More posts in this series are here.

The Ethics of Human Rights (3): Civil Disobedience

An individual who breaks a law that conscience tells him is unjust, and who willingly accepts the penalty of imprisonment in order to arouse the conscience of the community over its injustice, is in reality expressing the highest respect for the law. Dr. Martin Luther King, Jr.

Civil disobedience is non-violent and public disrespect for a law which one considers to be unjust, accompanied by a willing acceptance of the consequences of this disrespect. The purpose of civil disobedience is to highlight the injustice of a law and hence to work for the abolishment of the law. The assumption is that actions which highlight an injustice can contribute to its abolition, which is an reasonable assumption at least in a democracy. In a democracy, there should be other procedures to abolish injustices, such as representation, free speech, freedom of assembly and association etc., but no democracy is perfect and therefore a more extreme measure such as civil disobedience may be necessary. The American Civil Rights Movement, which operated in a manifestly imperfect democracy, was an example.

However, civil disobedience is a dangerous thing. Laws are important, because without laws and judges and police forces to protect them, human rights are just moral claims, unenforceable and at the mercy of those who are stronger and more powerful.

So you have to be careful when allowing yourself to defy the law. Civil disobedience is not the same thing as the freedom of conscience. You do have the absolute legal right to believe what you want and what your conscience forces you to believe. But it is another thing to be able to act according to your conscience and to break the law because of your conscience; or not to act because of your conscience, as is often the case with conscientious objectors. If you state that everything, even a breach of the law, is allowed as long as it conforms to your conscience, then you go down a very dangerous path.

The freedom of conscience is something different from the right to do or not to do something because of objections based on conscience. You may be forced to do something that goes against your conscience while retaining your freedom of conscience and your beliefs about wrong and right. You can even force yourself to act against your conscience, perhaps because of a sense of duty or because of respect for the rule of law. You only lose your freedom of conscience when you are forced to believe something, which can only happen in extreme circumstances.

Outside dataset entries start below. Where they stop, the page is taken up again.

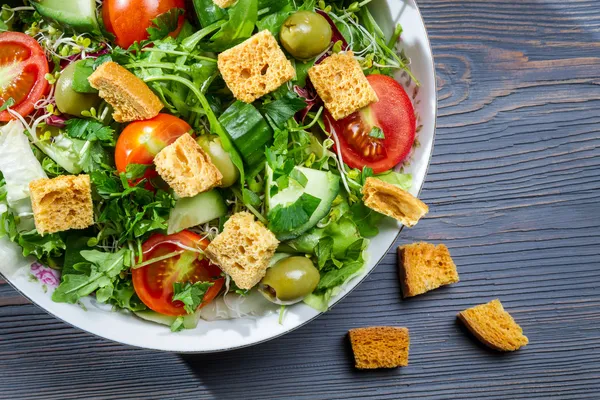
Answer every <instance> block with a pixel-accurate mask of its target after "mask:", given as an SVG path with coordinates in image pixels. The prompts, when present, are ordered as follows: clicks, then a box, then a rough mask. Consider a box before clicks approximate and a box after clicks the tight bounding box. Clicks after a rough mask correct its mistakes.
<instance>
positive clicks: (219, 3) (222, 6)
mask: <svg viewBox="0 0 600 400" xmlns="http://www.w3.org/2000/svg"><path fill="white" fill-rule="evenodd" d="M236 1H237V0H213V3H215V4H216V5H217V6H218V7H221V8H229V7H231V6H232V5H233V3H235V2H236Z"/></svg>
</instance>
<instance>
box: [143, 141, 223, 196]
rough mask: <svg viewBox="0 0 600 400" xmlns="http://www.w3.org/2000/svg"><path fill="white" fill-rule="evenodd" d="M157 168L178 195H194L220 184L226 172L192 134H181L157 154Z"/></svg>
mask: <svg viewBox="0 0 600 400" xmlns="http://www.w3.org/2000/svg"><path fill="white" fill-rule="evenodd" d="M154 164H155V165H156V171H157V172H158V174H159V175H160V176H161V178H163V179H164V181H165V182H167V183H168V184H169V186H171V188H172V189H173V191H174V192H175V194H176V195H177V196H179V197H193V196H195V195H197V194H198V193H202V192H206V191H207V190H210V189H212V188H214V187H216V186H219V185H220V184H221V180H222V179H223V175H222V174H221V171H219V169H218V168H217V167H215V165H214V164H213V163H212V161H211V159H210V156H209V155H208V154H206V153H205V152H204V150H202V147H200V145H199V144H198V143H196V141H195V140H194V139H193V138H192V137H191V136H190V135H189V134H187V133H186V134H184V135H181V136H180V137H179V138H178V139H177V140H176V141H174V142H173V143H171V144H170V145H169V146H167V147H165V148H164V149H162V150H161V151H160V153H158V154H157V155H156V157H154Z"/></svg>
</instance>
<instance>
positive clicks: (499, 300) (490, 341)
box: [458, 299, 529, 351]
mask: <svg viewBox="0 0 600 400" xmlns="http://www.w3.org/2000/svg"><path fill="white" fill-rule="evenodd" d="M458 318H459V319H460V320H461V321H462V322H464V324H465V325H466V326H467V328H469V330H470V331H471V333H472V334H473V335H475V337H476V338H477V339H479V341H480V342H482V343H483V344H485V345H486V346H488V347H491V348H492V349H495V350H499V351H515V350H518V349H519V348H520V347H522V346H525V345H526V344H527V343H529V340H528V339H527V336H525V335H523V329H521V327H520V326H519V325H518V324H517V323H516V322H515V320H514V319H513V318H512V317H511V315H510V314H509V313H507V312H506V311H504V308H503V307H502V303H500V300H498V299H496V300H492V301H490V302H489V303H487V304H481V305H478V306H475V307H473V308H469V309H466V310H465V311H462V312H460V313H459V314H458Z"/></svg>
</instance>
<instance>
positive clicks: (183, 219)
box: [167, 189, 227, 235]
mask: <svg viewBox="0 0 600 400" xmlns="http://www.w3.org/2000/svg"><path fill="white" fill-rule="evenodd" d="M226 214H227V204H226V203H225V200H223V197H222V196H221V194H220V193H219V192H218V191H217V190H215V189H213V190H211V191H209V192H204V193H200V194H199V195H196V196H194V197H184V198H181V199H179V200H177V203H175V207H174V208H173V209H172V210H171V215H169V228H168V230H167V233H168V234H169V235H170V234H173V233H176V232H180V231H182V230H184V229H187V228H191V227H192V226H197V225H200V224H204V223H206V222H209V221H212V220H213V219H216V218H220V217H222V216H224V215H226Z"/></svg>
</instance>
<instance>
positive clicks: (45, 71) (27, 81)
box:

Conscience as the ability to know wrong from right is a kind of self-legislation. But because this is fallible (in German they say, “das Gewissen ist kein Wissen”, conscience is not knowledge), and more fallible than common legislation (more fallible because you are alone – two people know more than one – and because you miss the opportunity to learn from discussion and arguments), it should not determine actions when it is incompatible with the laws that are valid in a well-functioning democracy. Only if the external law, as opposed to the internal law, is clearly dysfunctional or unjust as in the quote above, can there be a reason to appeal to your conscience and engage in civil disobedience.

However, civil disobedience is an individual choice, and can it be allowed that individuals decide for themselves whether a system of law is “clearly dysfunctional”? It is dangerous at least, which is why civil disobedience should be an emergency measure only. The risk of anarchy can sometimes convince us to accept a supposedly dysfunctional law or judge, even if our conscience tells us to rebel. Civil disobedience should only be tried when everything else has failed.